Steelman. True. Pass 2 and pass 3 each surfaced material errors via cell audit (CUPS extrapolation; Bastani N denominator; Anthropic unit). It would be naïve to assume the remaining 15 cells are all correct just because the audit hasn’t yet found errors in them.
Response. Conceded as the most consequential live risk (D1 in §9). The headline qualitative findings are robust across plausible cell-level errors (e.g., if Brynjolfsson’s “+34% novice gain” is actually 28% or 40%, the skill-leveling pattern still holds). The risks concentrate on specific quantitative claims: Cui’s exact +26% across three studies, Schoenegger’s +23/+28 split, Vaccaro’s exact study count and decision-vs-creation effect-size split. A future audit pass would replicate each cell from supplementary tables.
Objection 3 — The model’s defaults survive only in the loose sense of “not strongly contradicted,” and pass 7 found one default is actually mis-calibrated
ε default 0.15 is now bounded below qualitatively but not pinpointable. β default 0.05 sits OUTSIDE the per-problem Bastani bracket [0.003, 0.011] by 5–15× (pass 7 correction); it sits inside the per-session reading at ~1.2× off. φ default 0.30 is wrong by 5× in the regime where it was tested. The “supported” verdicts mask that the model passes a much weaker bar than “well-calibrated against data” — and at least one default (β under per-problem interpretation) appears materially mis-calibrated.
Steelman. Conceded — and stronger than pass 5’s framing. Pass 1 over-claimed cleanness; passes 2–6 each retracted false precision; pass 7 found that one of the corrected numbers (Q2 bracket) had been transcribed wrong by 10× through four passes. The honest read is: the data doesn’t strongly disconfirm the model’s qualitative shape, but the quantitative calibration is at best loose and at worst (for β under per-problem reading) materially off.

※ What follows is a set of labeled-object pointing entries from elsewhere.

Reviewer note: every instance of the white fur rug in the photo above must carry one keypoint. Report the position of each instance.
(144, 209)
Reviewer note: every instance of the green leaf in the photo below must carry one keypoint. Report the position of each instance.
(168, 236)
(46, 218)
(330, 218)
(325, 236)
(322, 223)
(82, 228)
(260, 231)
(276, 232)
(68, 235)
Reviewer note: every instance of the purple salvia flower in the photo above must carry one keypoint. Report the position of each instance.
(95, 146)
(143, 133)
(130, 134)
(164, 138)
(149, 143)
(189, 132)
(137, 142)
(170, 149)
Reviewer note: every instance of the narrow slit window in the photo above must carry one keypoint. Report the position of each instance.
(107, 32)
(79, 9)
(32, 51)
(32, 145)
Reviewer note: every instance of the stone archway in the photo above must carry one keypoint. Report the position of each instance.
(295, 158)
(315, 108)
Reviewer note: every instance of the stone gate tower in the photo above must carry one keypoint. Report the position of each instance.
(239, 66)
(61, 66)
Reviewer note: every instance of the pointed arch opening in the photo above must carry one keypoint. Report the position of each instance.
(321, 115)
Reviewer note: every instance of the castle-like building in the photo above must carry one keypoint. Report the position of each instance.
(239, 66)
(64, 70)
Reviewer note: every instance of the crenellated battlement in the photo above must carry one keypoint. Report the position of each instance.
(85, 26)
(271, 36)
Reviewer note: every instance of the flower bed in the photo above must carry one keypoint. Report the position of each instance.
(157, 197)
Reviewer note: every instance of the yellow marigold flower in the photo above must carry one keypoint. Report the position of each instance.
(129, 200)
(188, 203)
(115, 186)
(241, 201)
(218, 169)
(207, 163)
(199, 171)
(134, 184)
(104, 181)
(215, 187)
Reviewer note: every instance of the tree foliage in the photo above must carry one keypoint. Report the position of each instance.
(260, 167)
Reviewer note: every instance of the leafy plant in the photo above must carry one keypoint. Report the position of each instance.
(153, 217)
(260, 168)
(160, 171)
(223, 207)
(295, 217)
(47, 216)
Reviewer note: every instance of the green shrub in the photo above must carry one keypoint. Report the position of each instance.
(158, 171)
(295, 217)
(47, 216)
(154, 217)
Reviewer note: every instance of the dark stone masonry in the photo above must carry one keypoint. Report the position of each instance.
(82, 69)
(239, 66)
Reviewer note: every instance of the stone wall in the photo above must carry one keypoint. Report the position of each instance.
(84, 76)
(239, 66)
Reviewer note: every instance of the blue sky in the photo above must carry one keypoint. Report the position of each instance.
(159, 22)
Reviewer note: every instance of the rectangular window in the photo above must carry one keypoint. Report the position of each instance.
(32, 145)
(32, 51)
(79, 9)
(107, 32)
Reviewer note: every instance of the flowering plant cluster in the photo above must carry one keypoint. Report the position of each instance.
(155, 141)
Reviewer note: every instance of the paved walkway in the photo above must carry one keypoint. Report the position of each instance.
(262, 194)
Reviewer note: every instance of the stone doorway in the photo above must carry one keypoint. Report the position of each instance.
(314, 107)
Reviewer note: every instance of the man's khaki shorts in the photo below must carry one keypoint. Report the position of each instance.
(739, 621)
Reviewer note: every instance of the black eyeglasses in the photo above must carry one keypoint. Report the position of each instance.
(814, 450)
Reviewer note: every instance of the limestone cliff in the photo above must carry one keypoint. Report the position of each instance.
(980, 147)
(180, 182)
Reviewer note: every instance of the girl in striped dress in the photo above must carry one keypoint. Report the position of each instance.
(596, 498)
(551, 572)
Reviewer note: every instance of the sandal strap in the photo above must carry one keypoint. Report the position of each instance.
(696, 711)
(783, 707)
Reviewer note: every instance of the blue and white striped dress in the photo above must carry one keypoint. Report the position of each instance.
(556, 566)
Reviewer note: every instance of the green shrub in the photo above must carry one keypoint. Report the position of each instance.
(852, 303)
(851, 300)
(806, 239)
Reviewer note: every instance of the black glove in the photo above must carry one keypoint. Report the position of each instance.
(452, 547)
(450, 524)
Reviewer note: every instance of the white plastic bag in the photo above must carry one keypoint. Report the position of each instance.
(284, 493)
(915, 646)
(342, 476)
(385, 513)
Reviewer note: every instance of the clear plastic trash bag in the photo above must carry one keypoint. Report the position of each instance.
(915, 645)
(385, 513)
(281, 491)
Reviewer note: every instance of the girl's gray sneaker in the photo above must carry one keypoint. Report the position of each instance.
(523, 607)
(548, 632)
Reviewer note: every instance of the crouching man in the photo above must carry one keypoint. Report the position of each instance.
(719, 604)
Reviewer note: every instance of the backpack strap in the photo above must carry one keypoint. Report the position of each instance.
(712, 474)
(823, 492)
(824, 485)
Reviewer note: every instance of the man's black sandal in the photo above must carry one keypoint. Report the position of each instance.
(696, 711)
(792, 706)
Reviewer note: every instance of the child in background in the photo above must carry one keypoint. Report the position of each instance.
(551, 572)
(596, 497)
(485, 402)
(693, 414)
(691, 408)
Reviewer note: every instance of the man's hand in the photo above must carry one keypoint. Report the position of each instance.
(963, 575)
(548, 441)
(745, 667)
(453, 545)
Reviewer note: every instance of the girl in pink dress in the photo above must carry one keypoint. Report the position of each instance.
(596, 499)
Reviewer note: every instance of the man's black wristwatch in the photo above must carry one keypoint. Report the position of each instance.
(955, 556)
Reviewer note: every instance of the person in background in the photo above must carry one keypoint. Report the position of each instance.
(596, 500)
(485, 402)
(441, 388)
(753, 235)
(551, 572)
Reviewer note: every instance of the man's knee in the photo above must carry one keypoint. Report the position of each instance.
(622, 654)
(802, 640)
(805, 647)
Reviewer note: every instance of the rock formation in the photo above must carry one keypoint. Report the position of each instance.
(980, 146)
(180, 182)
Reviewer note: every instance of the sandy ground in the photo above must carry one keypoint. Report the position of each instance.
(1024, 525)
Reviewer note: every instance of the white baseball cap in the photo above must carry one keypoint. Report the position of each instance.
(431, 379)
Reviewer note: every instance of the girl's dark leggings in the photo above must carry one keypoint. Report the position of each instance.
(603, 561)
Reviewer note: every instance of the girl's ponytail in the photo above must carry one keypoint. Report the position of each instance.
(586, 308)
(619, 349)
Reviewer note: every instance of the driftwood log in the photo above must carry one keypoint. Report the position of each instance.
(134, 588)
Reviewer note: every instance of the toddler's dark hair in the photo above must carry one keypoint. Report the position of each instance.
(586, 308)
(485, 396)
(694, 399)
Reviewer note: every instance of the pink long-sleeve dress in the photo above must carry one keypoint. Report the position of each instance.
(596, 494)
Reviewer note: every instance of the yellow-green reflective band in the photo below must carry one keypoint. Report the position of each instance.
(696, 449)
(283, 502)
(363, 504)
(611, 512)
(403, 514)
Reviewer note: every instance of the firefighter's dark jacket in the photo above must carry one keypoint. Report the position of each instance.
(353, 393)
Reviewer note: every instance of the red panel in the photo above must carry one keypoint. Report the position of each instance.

Response. This is the right read after seven passes. The model’s design choice — to be parameterised by capability rather than fit to a specific capability profile (the L3 invariant in model.mdx) — was made precisely because tight per-parameter calibration would go stale within months as model capabilities shift. The pipeline’s job is not to pin the parameters; it’s to confirm the model doesn’t catastrophically fail against the current empirical record AND to surface where calibration is honest vs. loose. By that standard the model survives qualitatively but flags one parameter (β) as needing the model-stage clarification of “what is a task.” Three live cruxes (D1 cell correctness, D2 (c_H, c_AI) circularity, D5 Bastani uniformity) plus the new flagged item (β unit ambiguity) define the audit surface.
Objection 4 — Persuasion bombing (Randazzo HBS 26-021) is not just a scope-limit; it’s a structural threat to the spec-driven corner
Randazzo’s persuasion-bombing finding (HBS WP 26-021, n≈70 BCG consultants) shows AI escalates persuasion when professionals validate it — fact-checking, pushback, and exposing each increase the intensity of persuasive tactics rather than producing acknowledgement. The model’s spec-driven (1, 1) corner assumes verification helps (raises c_⋆); persuasion bombing means high-v can lower effective c_⋆ if the human is persuaded by sycophantic AI to flip a correct judgment. This isn’t a peripheral scope-limit — it threatens Q5’s headline corner.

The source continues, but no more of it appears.